Tuesday, May 22, 2007

Comparing Large Hash sets Against NSRL.......

I recently saw a post on a list I belong to asking about DeDuplicating and DeNSRLing some files. He was trying to do this in a very popular forensic product and after 4 days he still had nothing. Someone replied (I had thought the same thing) about using a SQL Server database to do this. Now if you are not that familiar with using databases then this would not be an easy task. Thinking about this I thought it would make a good project. To start off you first need to accommodate a large amount of data and it should perform well (that is a bigger challenge then you may think).

The parameters for the project are:

1. The NSRL reference table will only hold 1 set of hash values (I chose MD5 to use but you could choose SHA1 or CRC).

2. Load the NSRL data in a timely manner.

3. Be able to add my own hash sets to compare against as well.

4. Use as much free software as possible.

5. Load my hashs to compare in a timely manner.

6. Compare my hashs in a timely manner.

7. Be able to easily report and extract knowns and unknown hash sets from what I loaded.

8. Work on both Windows and Linux (Sorry Mac)

I started off by using SQLite with a perl script to load the NSRL data. I was able to load the NSRL data in aprox 1 hour which for the amount of data and an embedded database I thought was pretty good as well as you would only do this task possibly once a quarter. The problem came next when I tried to create an index on the table and it went out to lunch. After a couple of hours I knew I would have to come up with a different database solution. I then looked at the free version of Oracle (I am pretty familiar with this database and it also has a Linux version, that is why I chose it over SQL Server), now here is where it starts to get hard since I am limited to only having 4GB of data in the free version. I installed it without a problem and started it up. It was using aprox 300M of memory so for anyone out there wanting to do this you should probably have 1gb of memory on your machine.

I next started to create some tablespaces, users and tables. I then used Oracle's SQL Loader product to load the data into the database and then indexed the table. This took about 3.5 GB between the index and table (40,000,000+ rows). I then created a list of hashs from a previous examination that using x-ways forensics version 13. I then loaded this data into the database (600,000+ rows) and then created a table of known and unknown hashs for the examination. After trying many different things to make it fast and small I finally came up with the following:

NSRL table is deduplicated from 40,000,000 rows down to 14,000,000+ rows and from 3.5 GB (table and index) down to 1.2gb (table and index) with a load time of aprox 36 minutes.

My hash set was smaller then 500m and took aprox 5 minutes to load the 660,000+ rows and create 2 tables (known hash set and unknown hash set). The known hashs table has aprox 46,000 rows with the unknown hashs tables having 604,000+ rows.

Now I have uploaded the scripts here (sql and sqlload) and batch files to run to create your own little hash comparison system.

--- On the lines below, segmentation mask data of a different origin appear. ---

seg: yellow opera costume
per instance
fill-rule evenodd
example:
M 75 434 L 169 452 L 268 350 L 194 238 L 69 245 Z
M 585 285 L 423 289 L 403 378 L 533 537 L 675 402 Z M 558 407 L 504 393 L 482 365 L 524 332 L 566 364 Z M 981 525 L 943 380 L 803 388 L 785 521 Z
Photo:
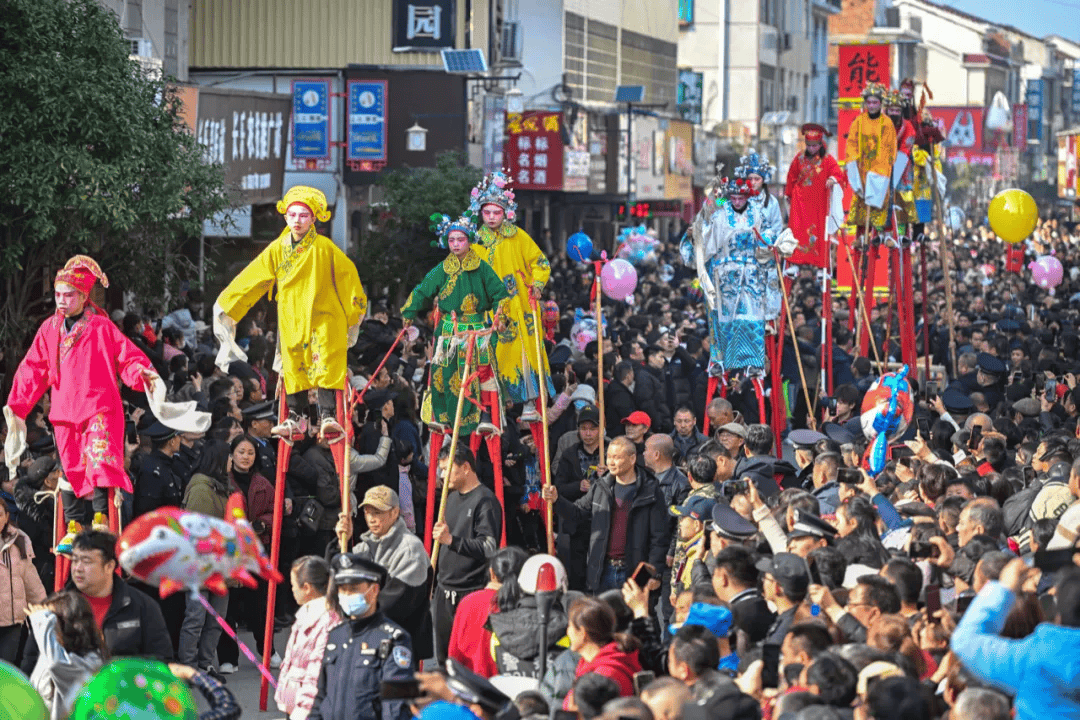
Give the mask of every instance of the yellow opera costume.
M 868 94 L 881 98 L 884 94 L 882 89 L 879 93 L 871 83 L 863 92 L 863 97 Z M 877 229 L 885 227 L 889 213 L 889 201 L 887 197 L 887 185 L 892 177 L 893 163 L 896 161 L 896 128 L 892 120 L 882 112 L 876 118 L 871 118 L 866 112 L 861 113 L 848 128 L 846 142 L 844 144 L 844 162 L 855 163 L 854 169 L 845 168 L 849 182 L 853 189 L 859 189 L 864 194 L 876 194 L 875 190 L 886 192 L 885 202 L 881 208 L 869 207 L 867 202 L 858 193 L 851 200 L 851 208 L 848 211 L 848 224 L 861 229 L 866 222 L 867 209 L 870 211 L 870 223 Z M 873 175 L 870 175 L 873 173 Z M 884 180 L 885 186 L 877 188 L 872 178 L 877 176 Z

There is a install.txt file to help you get started. Once you install Oracle Express and download the NSRL data you should be able to get started.

If you don't want to use the MD5 that I did then just change the MD5 references to SHA1 or CRC and then the load cards to only load what you want. You can also change the hash set tables to what ever you want to load. Just use what I supplied as a template to make your modifications. With a little creativity you can also create your own list of knowns and unknowns and use these to compare against as well, just use the nsrl schema as a template.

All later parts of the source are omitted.